You will undoubtedly read, hear, or try to avoid something about the Sex in the City movie this week. I did some reading and a lot of avoiding. What I read was not good, and I went to the movie this afternoon* completely prepared to hate the materialistic dreck that so many reviewers had dubbed it.
But there is a scene in the movie, where Charlotte has her arms around Carrie, holding her, she points her finger at the man who has hurt Carrie, and she screams, “No.” The scene is stunning, raw, and it will make you cry if you’ve ever been or needed a friend at the worst moment of your life. I lost it there in the movie theater along with the other sixty or so like-minded women and one dude. In fact now, just writing about it again, it brings tears to my eyes.
It is the kind of scene that will bring to mind every friend you’ve had in your life who has stood up for you and been there when you needed them the most, and the gratefulness you feel for having so many wonderful women in your life at some point or another will level you. Or at least it did me.
Because above all the hype, all the designers, the clothes, the this, the that, above all that this is a movie about the power and beauty of female friendship. Sure it’s all glossed up and when you boil it down to the barest essentials, it’s really just a predictably, saccharine-y chick flick — but that one scene and the next oh 30 or so minutes that follow it get to the heart of what Sex and the City was always about, friendship.
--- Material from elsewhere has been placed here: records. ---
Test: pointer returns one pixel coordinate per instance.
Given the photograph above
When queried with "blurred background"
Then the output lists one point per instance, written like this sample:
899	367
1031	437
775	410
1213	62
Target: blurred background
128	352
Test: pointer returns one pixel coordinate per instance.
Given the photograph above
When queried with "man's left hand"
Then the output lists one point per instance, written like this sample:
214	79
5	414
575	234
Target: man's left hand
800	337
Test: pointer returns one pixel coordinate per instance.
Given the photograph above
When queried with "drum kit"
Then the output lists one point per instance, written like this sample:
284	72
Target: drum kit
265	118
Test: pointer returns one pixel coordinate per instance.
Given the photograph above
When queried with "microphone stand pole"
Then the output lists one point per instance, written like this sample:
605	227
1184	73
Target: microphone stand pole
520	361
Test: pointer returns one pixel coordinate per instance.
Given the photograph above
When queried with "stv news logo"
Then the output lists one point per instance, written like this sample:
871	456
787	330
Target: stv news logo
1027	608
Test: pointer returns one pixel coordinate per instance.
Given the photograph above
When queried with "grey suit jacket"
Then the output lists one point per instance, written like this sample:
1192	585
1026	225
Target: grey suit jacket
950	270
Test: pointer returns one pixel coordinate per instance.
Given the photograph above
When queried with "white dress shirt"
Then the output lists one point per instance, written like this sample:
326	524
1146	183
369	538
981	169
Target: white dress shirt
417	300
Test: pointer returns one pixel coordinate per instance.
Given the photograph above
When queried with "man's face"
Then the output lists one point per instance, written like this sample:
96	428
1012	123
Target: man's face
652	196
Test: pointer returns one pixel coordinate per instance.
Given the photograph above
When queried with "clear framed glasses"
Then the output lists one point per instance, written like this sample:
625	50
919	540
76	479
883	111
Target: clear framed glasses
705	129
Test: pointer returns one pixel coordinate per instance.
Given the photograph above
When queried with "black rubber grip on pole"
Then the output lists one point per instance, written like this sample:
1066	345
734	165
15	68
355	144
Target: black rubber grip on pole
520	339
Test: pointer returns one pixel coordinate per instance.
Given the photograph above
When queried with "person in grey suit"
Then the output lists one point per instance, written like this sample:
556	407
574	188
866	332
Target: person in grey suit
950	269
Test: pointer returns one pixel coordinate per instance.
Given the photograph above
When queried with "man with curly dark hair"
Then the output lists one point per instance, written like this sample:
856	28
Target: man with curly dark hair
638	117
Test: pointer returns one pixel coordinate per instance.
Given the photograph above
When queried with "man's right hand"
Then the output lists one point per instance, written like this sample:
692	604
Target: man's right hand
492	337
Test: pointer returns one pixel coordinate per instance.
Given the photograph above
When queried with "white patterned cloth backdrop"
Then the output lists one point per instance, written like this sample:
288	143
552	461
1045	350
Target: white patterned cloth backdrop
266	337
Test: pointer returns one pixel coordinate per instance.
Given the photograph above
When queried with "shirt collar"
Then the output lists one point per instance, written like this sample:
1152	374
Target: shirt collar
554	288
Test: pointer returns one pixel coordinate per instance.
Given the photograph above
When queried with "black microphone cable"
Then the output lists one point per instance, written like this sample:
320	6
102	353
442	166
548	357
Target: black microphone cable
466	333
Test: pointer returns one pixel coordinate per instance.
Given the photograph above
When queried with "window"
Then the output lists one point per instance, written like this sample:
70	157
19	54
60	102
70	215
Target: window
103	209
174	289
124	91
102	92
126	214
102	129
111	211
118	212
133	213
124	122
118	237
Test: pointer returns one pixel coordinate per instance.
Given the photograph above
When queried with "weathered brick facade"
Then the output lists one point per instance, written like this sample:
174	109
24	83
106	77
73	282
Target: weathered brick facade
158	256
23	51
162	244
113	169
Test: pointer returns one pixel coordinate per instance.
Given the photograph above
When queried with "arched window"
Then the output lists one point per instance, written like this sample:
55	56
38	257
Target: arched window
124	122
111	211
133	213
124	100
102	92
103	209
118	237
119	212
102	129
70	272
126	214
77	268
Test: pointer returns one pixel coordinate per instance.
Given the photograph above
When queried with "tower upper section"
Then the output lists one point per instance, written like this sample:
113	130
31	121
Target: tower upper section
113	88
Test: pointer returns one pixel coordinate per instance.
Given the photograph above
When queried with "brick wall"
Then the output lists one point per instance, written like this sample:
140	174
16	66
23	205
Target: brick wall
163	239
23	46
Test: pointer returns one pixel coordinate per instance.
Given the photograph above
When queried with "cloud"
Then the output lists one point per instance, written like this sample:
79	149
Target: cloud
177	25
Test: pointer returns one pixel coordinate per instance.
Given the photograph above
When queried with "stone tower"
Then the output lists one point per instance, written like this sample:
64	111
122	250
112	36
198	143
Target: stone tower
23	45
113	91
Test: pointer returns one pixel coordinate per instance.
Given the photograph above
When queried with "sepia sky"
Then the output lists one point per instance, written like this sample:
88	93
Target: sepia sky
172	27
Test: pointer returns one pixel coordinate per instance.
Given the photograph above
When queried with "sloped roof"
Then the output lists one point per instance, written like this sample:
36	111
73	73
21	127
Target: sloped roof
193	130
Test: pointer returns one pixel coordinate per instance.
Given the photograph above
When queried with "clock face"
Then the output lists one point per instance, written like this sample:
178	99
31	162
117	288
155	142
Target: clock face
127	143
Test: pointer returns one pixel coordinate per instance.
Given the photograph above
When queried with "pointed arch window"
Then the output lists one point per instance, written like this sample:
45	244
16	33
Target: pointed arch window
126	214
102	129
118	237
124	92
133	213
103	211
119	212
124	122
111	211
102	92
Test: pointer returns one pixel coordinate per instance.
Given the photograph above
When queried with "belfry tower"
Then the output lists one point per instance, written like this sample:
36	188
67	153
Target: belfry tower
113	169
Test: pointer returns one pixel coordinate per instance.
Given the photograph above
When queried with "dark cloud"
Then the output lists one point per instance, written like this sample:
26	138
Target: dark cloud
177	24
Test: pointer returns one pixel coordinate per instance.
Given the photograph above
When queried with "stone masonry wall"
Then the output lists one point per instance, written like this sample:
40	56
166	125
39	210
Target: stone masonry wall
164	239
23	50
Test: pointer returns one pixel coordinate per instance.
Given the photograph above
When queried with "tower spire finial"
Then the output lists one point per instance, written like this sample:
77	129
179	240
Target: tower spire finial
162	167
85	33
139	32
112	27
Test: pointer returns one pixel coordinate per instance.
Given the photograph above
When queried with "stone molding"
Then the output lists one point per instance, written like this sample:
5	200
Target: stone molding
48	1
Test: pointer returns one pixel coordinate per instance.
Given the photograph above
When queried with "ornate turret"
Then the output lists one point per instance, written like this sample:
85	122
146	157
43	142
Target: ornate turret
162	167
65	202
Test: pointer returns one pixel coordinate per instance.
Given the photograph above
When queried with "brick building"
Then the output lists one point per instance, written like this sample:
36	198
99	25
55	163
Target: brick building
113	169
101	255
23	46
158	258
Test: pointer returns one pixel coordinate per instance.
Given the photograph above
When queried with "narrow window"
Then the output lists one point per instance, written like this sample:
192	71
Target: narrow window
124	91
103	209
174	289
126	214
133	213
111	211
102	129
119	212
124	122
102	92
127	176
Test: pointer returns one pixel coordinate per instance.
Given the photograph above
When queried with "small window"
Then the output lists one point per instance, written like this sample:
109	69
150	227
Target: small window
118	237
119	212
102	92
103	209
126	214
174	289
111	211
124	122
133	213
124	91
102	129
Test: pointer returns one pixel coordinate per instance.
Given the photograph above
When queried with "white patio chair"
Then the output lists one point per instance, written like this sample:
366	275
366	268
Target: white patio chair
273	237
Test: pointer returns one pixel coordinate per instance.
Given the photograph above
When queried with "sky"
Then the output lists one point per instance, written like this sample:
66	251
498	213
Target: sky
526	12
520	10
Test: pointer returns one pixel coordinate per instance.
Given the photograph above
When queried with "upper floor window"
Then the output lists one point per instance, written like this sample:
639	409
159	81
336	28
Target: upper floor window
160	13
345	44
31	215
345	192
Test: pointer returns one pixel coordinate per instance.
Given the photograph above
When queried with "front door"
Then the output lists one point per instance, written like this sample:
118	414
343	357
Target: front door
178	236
And even though the cultural pundits and movie critics want to make the show, the movie, and the four females leads into some sort of sociological point, symbol of something, it’s really nothing more than a story about women friends. When you take it like that, the movie is kind of everything you want. God, I enjoyed all 2+ hours of it, which is a minor miracle for someone with the worst kind of ADD. I didn’t once reach for my phone to see how much more time I’d be trapped there.
*incidentally, can I just complain that it should not take sixty bajillion e-mails just to plan one night out with three people? That’s ridiculous. After much waffling and frustration, I decided to go see the movie by myself, which is kind of what I had planned and wanted to do all along.